Cette orientation du travail scientifique n’est pas sans poser des questions épistémologiques et méthodologiques, voire évaluatrices pour ces nouvelles formes de travail collaboratif tant chacun y va de sa définition entre intuition sémantique ou définition par défaut. Si nombres d’écrits, dont les premiers de Piaget (1972), Rosenfield (1992), Nicolescu (1996), Morin (1999 ; 2003), Resweber (2000), Lenoir (2003) et la charte du CIRET (1994) aident à poser des définitions qui tout à la fois permettent de se situer dans le travail collaboratif et d’orienter sa forme, tout indique que les catégorisations proposées se multiplient dans un même mouvement que les disciplines se parcellisent. Cela tient peut-être de l’impossibilité de théoriser la science qui cantonne l’analyse de l’interdisciplinarité à la classification typologique (Laflamme, 2011).
Prendre pour objet d’étude le travail collaboratif entre les disciplines scientifiques nous amène tout à la fois à le penser et le réaliser dans toute sa complexité afin de permettre un dialogue fructueux entre théorie et pratique, tout en interrogeant l’intérêt et les limites d’en produire une expertise. Les enjeux vont bien au-delà des définitions que l’on peut donner à la coopération entre disciplines ; ce sont des femmes et des hommes qui interagissent avec ou sans difficultés, des institutions qui portent ou supportent ces travaux, des temporalités communes ou différentes entre les multiples acteurs de la recherche… Un regard systémique nous semble pertinent pour aborder cette problématique, sans qu’il en ait l’exclusive.

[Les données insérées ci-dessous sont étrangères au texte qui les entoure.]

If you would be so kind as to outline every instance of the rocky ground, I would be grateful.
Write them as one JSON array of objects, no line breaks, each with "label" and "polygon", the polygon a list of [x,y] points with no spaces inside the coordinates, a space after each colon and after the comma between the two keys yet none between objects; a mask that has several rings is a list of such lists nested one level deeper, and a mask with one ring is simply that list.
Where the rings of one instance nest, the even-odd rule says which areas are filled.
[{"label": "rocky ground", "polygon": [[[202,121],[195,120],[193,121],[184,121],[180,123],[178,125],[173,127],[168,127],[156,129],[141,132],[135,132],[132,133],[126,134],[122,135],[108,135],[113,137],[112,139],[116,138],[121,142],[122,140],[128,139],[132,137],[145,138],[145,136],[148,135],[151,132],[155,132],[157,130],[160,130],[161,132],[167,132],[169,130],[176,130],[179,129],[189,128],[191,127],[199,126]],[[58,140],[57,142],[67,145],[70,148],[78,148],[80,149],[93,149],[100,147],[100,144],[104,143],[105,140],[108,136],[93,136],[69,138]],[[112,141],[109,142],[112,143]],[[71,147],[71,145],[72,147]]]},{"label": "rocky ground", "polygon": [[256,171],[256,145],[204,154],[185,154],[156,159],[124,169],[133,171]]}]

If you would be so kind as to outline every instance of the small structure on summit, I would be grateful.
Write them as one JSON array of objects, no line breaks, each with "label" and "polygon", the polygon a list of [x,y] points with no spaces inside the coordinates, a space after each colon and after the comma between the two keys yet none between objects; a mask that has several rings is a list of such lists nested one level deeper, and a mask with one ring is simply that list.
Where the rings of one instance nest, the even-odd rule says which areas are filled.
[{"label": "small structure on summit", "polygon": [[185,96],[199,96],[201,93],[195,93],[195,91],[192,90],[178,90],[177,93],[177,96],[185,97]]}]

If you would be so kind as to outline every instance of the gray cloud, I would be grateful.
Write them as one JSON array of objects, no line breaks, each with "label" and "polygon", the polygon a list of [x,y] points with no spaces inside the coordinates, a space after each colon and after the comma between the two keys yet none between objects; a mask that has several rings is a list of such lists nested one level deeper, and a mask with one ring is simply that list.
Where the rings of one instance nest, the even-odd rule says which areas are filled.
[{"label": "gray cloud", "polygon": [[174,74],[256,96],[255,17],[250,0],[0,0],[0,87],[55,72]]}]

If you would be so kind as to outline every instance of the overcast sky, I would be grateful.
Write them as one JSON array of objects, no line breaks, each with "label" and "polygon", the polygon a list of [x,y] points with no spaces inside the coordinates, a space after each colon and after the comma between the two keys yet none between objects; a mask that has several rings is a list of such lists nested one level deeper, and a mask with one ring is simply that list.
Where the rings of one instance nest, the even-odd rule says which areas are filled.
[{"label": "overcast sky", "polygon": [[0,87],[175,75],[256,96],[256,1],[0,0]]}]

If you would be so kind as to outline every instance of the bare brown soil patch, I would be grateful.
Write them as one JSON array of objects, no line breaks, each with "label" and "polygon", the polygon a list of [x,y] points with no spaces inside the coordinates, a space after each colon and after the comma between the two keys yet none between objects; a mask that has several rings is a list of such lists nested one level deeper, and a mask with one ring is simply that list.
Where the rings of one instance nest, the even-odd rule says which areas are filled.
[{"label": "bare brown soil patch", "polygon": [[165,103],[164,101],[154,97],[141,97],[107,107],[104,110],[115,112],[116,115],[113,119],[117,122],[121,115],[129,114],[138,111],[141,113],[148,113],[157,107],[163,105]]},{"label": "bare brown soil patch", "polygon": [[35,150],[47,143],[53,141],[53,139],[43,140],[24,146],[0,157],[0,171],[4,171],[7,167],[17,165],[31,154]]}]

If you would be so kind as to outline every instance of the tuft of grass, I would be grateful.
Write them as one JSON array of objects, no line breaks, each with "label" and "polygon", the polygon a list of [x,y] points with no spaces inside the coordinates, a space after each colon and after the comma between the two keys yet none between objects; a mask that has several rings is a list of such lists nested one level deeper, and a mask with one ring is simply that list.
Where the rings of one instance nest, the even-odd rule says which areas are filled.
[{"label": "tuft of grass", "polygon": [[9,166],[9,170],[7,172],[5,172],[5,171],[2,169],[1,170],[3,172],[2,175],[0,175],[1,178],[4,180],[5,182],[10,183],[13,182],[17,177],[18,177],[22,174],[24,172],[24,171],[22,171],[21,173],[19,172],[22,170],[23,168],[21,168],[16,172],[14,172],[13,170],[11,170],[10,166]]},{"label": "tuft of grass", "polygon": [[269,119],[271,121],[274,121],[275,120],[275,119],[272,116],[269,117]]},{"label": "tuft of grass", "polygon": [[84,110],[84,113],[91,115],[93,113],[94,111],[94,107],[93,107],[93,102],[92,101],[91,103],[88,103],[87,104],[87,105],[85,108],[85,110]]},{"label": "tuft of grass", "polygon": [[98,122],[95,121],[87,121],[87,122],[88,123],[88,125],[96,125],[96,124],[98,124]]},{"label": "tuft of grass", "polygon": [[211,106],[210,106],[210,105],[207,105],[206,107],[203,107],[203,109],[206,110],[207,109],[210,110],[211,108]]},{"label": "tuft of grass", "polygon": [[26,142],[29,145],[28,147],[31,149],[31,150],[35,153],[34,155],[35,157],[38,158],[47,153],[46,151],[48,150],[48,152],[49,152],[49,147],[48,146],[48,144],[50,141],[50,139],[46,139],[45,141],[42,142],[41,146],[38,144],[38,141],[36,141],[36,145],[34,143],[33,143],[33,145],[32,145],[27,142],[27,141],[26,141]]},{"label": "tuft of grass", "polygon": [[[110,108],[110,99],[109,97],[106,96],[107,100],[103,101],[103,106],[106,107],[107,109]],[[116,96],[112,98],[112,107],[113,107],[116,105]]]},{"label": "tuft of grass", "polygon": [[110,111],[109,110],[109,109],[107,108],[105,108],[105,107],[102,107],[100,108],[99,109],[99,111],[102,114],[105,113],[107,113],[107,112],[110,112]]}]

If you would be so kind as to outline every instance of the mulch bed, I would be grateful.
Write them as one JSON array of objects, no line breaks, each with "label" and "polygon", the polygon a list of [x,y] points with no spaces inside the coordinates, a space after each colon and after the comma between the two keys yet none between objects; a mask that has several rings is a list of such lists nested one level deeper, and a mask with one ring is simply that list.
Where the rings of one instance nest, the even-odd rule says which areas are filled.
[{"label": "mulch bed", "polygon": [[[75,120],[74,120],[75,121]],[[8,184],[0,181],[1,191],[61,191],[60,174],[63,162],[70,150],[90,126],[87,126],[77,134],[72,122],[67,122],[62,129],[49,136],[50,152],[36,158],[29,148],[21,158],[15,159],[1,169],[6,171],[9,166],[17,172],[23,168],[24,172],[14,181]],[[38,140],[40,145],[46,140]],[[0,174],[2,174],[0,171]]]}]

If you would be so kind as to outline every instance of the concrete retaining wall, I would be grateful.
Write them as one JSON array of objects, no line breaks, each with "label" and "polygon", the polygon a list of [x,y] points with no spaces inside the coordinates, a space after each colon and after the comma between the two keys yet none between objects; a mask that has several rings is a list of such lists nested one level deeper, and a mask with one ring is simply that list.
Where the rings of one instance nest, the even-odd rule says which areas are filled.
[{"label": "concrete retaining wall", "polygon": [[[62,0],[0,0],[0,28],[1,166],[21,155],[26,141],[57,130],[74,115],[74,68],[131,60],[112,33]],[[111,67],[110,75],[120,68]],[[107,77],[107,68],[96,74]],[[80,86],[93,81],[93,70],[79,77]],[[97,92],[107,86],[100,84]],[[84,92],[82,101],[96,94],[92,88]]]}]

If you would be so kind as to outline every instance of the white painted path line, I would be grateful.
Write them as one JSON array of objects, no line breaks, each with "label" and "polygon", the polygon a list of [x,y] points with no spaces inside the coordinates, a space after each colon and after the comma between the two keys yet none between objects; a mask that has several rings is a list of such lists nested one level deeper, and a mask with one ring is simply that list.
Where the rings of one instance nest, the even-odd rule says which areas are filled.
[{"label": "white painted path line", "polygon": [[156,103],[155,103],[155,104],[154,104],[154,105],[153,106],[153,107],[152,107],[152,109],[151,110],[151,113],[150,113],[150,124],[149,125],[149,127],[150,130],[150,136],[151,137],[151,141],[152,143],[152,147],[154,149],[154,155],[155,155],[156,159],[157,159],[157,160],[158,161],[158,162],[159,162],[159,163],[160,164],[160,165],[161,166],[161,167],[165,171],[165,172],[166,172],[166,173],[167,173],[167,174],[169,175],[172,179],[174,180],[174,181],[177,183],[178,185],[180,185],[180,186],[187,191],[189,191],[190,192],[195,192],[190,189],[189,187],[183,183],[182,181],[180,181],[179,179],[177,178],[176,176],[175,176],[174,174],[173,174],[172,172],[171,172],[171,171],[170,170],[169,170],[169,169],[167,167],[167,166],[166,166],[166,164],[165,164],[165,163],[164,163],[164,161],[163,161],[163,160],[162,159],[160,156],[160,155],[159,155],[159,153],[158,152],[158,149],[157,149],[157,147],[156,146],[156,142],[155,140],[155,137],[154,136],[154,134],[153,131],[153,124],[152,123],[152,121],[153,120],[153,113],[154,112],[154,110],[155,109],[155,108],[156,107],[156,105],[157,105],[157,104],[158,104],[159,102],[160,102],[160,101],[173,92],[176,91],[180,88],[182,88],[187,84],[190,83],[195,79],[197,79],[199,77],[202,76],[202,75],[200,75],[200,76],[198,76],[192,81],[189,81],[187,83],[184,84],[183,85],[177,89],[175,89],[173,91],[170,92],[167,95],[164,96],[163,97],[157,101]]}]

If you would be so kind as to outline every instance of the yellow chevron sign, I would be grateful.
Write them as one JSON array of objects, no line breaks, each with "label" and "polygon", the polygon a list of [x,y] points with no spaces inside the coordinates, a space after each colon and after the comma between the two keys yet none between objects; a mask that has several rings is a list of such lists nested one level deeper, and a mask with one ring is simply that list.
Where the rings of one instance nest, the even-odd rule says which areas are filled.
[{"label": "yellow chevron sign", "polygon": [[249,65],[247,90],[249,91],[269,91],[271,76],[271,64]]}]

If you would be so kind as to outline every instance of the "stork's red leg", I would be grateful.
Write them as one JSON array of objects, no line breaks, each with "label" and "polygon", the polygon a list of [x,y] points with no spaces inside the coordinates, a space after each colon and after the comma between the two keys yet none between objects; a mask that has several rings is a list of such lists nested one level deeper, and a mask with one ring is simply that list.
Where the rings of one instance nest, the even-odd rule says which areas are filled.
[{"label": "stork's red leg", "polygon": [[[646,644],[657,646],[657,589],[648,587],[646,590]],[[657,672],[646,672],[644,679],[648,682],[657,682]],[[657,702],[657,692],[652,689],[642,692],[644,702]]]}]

Les articles attendus pourront renvoyer à différentes disciplines scientifiques et méthodologies, mais le parti pris sera de concentrer l’intérêt non pas sur des résultats d’études pluri, inter ou transdisciplinaires, mais de comprendre comment le travail collaboratif se construit, se mène, s’interroge et se finalise en complexité avec tous les obstacles et les leviers que les chercheurs peuvent rencontrer.
Ce numéro sera coordonné par des chercheurs de différentes disciplines (informatique, linguistique, anthropologie, psychologie) aux méthodes et aux problématiques multiples, qui ont pour ambition d’ouvrir une réflexion qui permettrait de rapprocher de manière dialogique l’étude de la science et sa pratique.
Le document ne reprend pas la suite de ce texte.